What You Should Do Right Now

  • Review privileged access controls for senior accounts. C-suite and director-level accounts should use just-in-time (JIT) access provisioning — granting elevated permissions only when needed and for defined time windows — rather than permanent standing privileges. Session monitoring should be enhanced for these accounts.
  • Deploy UEBA (User and Entity Behavior Analytics — software that builds behavioral baselines for accounts and flags deviations consistent with compromise or misuse). Purchased credentials used by an external threat actor behave differently from the legitimate user over time: different access sequences, different data volumes, different working patterns. UEBA is the primary technical control that catches this.
  • Enforce short-lived MFA and session token expiration on all high-value systems. Sold credentials become significantly less valuable if every session requires a fresh MFA challenge and tokens expire within hours.
  • Run insider threat awareness training that explicitly covers credential selling — not just phishing hygiene. Employees at all levels, including senior management, should understand that selling credentials constitutes computer fraud under the UK Computer Misuse Act (and equivalent legislation globally) and carries criminal penalties including imprisonment.
  • Conduct periodic dark web monitoring for credentials associated with your organization's email domains. Services including Have I Been Pwned Enterprise, Recorded Future Identity Intelligence, and Mandiant Advantage Threat Intelligence alert on credential exposure in criminal markets before attackers leverage it — giving defenders a window to force password resets and session invalidation.
  • Review the Cifas Workplace Fraud Trends Report for additional findings on internal fraud vectors relevant to your organization's insider threat posture.

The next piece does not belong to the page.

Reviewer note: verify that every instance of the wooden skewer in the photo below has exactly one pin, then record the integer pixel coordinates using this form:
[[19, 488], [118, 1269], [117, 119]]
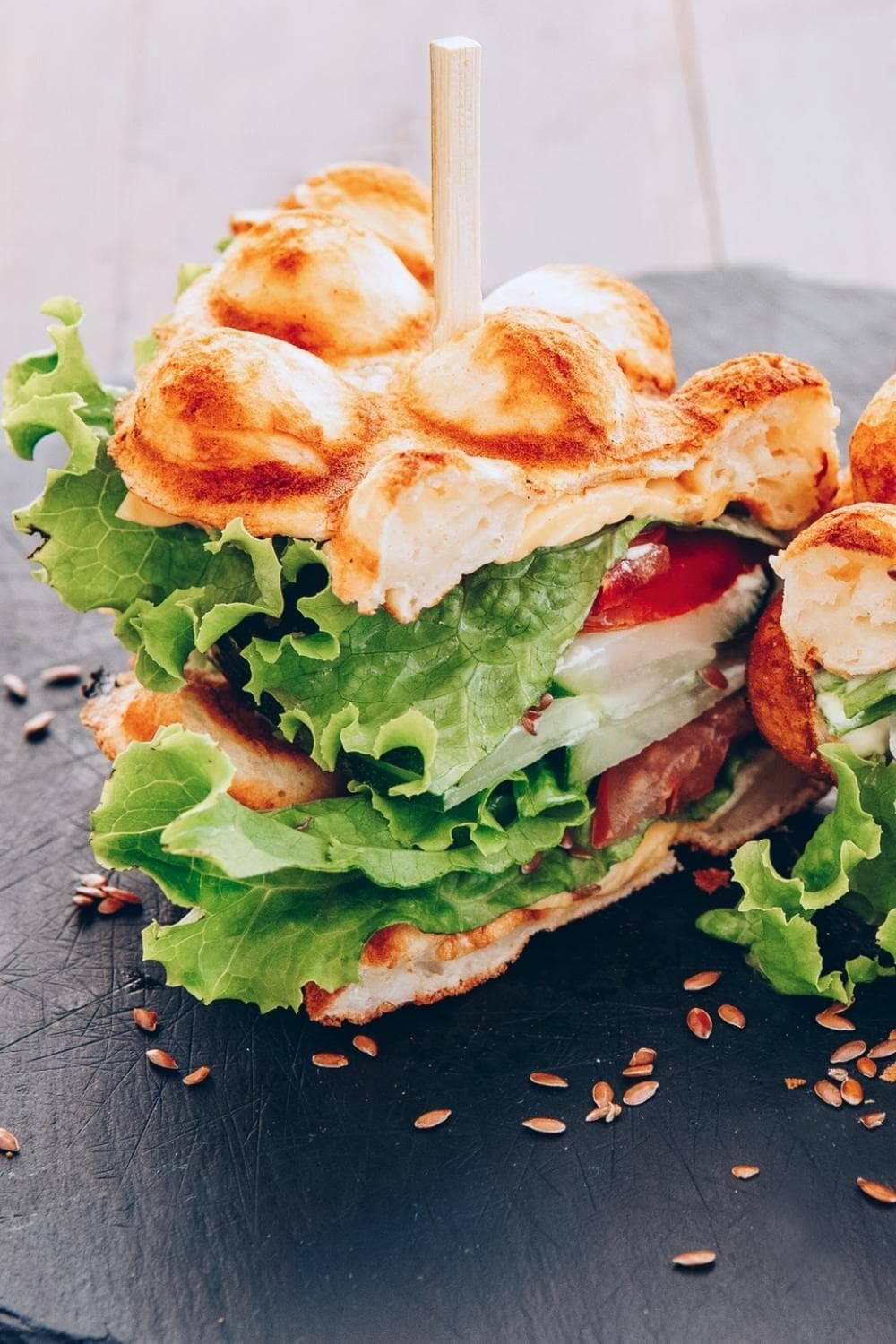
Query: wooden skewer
[[454, 90]]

Background: The Insider Credential Economy

The credential marketplace operates on a tiered structure. At the low end, automated infostealer malware — LummaC2, Vidar, RedLine — harvests credentials from infected machines and sells them in bulk on Telegram channels for $5–50 per batch. At the high end, IABs sell curated, verified access to specific enterprise networks — access sometimes sourced directly from employees who made a deliberate decision to sell rather than from malware infection.

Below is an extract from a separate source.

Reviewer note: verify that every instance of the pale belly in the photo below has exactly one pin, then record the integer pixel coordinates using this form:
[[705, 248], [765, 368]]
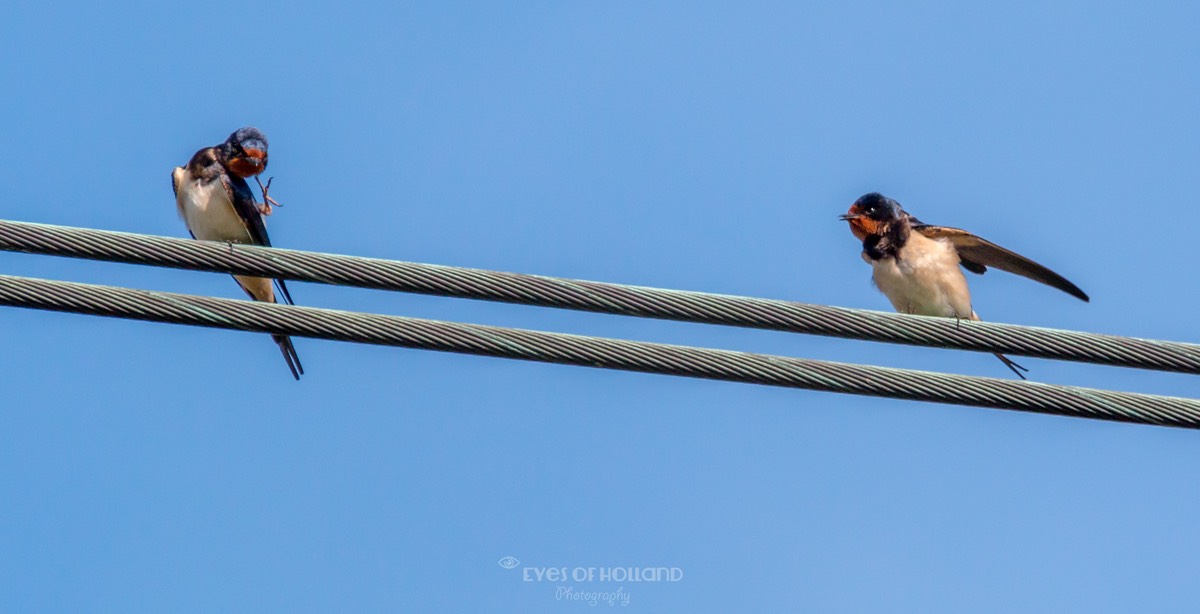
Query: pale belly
[[925, 280], [209, 215], [207, 210]]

The Cifas data suggests high-end, deliberate insider supply is more prevalent than the security community typically acknowledges. Thirteen percent of employees in a large-enterprise sample is not a marginal edge case — it represents a material and measurable insider threat risk at scale.

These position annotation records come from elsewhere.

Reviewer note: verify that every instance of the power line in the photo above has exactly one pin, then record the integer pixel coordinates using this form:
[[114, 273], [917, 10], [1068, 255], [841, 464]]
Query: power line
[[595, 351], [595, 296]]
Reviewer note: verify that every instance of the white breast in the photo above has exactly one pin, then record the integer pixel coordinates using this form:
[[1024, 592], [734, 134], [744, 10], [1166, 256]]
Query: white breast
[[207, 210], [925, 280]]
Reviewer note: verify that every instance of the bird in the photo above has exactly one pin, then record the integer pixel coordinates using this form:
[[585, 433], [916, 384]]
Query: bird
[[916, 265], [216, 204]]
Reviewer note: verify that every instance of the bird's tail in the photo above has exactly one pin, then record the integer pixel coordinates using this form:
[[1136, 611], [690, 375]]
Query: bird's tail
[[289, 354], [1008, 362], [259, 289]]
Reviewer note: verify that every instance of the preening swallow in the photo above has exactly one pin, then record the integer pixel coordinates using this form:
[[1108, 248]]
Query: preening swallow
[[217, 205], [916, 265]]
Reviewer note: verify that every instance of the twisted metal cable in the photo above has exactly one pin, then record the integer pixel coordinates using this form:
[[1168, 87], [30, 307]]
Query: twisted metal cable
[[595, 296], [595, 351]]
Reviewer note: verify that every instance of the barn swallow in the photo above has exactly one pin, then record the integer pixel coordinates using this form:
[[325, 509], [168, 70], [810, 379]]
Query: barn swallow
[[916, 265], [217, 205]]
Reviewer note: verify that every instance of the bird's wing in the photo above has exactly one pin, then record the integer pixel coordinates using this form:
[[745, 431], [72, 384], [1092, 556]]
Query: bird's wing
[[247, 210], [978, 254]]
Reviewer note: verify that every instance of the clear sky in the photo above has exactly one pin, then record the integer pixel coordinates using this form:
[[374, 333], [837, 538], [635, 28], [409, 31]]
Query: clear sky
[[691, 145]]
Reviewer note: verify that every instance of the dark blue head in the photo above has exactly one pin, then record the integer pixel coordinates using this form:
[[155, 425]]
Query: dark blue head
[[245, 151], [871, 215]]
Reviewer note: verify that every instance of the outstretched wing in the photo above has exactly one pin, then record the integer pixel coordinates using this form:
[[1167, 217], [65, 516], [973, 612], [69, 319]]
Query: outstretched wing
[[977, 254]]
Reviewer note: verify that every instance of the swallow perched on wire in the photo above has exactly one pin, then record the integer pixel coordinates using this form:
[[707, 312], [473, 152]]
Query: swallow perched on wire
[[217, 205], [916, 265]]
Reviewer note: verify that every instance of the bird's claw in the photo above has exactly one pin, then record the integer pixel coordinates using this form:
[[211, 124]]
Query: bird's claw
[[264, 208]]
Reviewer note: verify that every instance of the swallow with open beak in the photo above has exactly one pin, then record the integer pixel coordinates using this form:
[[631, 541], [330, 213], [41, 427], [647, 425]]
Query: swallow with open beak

The intersection of several factors sustains the market:

  • Financial pressure on employees has increased across sectors, raising the appeal of supplemental income
  • Low perceived risk of detection — employees reasonably assess that employers are better at detecting external attacks than internal credential sales
  • Normalization at senior levels — when C-suite executives at 43% view credential selling as justifiable, the organizational culture does not function as a deterrent
  • A well-functioning criminal market with reliable buyers, escrow-style transaction mechanisms on marketplace platforms, and payment in cryptocurrency that reduces traceability

The security program implication is structural: external-focused threat detection — firewalls, EDR, phishing filters, network intrusion detection — does not see insider credential sales because the attack begins outside the organization's visibility. The credential is sold in a criminal marketplace, used by an attacker who authenticates legitimately, and generates logs indistinguishable from normal user activity. Detection requires UEBA, privileged access monitoring, and dark web intelligence — tools that many large organizations have deployed incompletely or not at all.

Conclusion

One in eight workers at large UK enterprises has sold or knows someone who has sold corporate credentials — and nearly half of C-suite executives consider it justifiable. Organizations relying on perimeter controls and phishing training to address this risk are looking in the wrong direction. Privileged account monitoring, UEBA deployment, short-lived session tokens, and insider-threat-aware awareness training are the controls directly relevant to the vector the Cifas data quantifies.